Wien (OTS) Innenminister Strasser müsste sofort die Konsequenzen aus dem OGH-Urteil zur Bundesbetreuung ziehen. Doch statt zu handeln, schickt er seine Beamten vor, die versuchen, für ihn den Beschluss zu relativieren, und zugleich ankündigen, dass trotz des Beschlusses an der bisherigen Praxis festgehalten wird. "Strasser beginnt damit den Rechtsstaat zu unterhöhlen", so Terezija Stoisits, Menschenrechtssprecherin der Grünen. Es sei mehr als fahrlässig und eine Missachtung des Rechtsstaats, wenn Strasser nach diesem eindeutigen Urteil zum Rechtsanspruch auf Bundesbetreuung weiterhin über Versorgung von AsylwerberInnen willkürlich entscheiden will.

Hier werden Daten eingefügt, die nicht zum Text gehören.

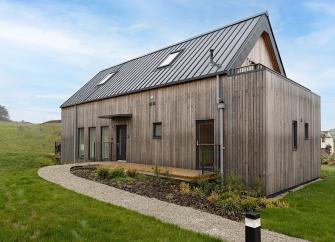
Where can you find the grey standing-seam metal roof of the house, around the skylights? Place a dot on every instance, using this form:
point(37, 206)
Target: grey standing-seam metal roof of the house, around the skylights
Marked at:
point(231, 45)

Stoisits fordert die unverzügliche Zurücknahme der gleichheitswidrigen Bundesbetreuungsrichtlinie Strassers und die Versorgung der AsylwerberInnen im Sinne des OGH-Entscheids. Ob Bund und Länder sich bald einigen können oder nicht, dürfen nicht die Flüchtlinge ausbaden, so Stoisits.

Natürlich sei es wünschenswert, wenn die Bund-Länder-Vereinbarung bald beschlossen wird, wenn damit alle bedürftigen AsylwerberInnen betreut werden. "Strasser darf sich aber nicht hinter andauernden Verhandlungen verstecken, um Menschen weiterhin obdachlos zu machen", so Stoisits.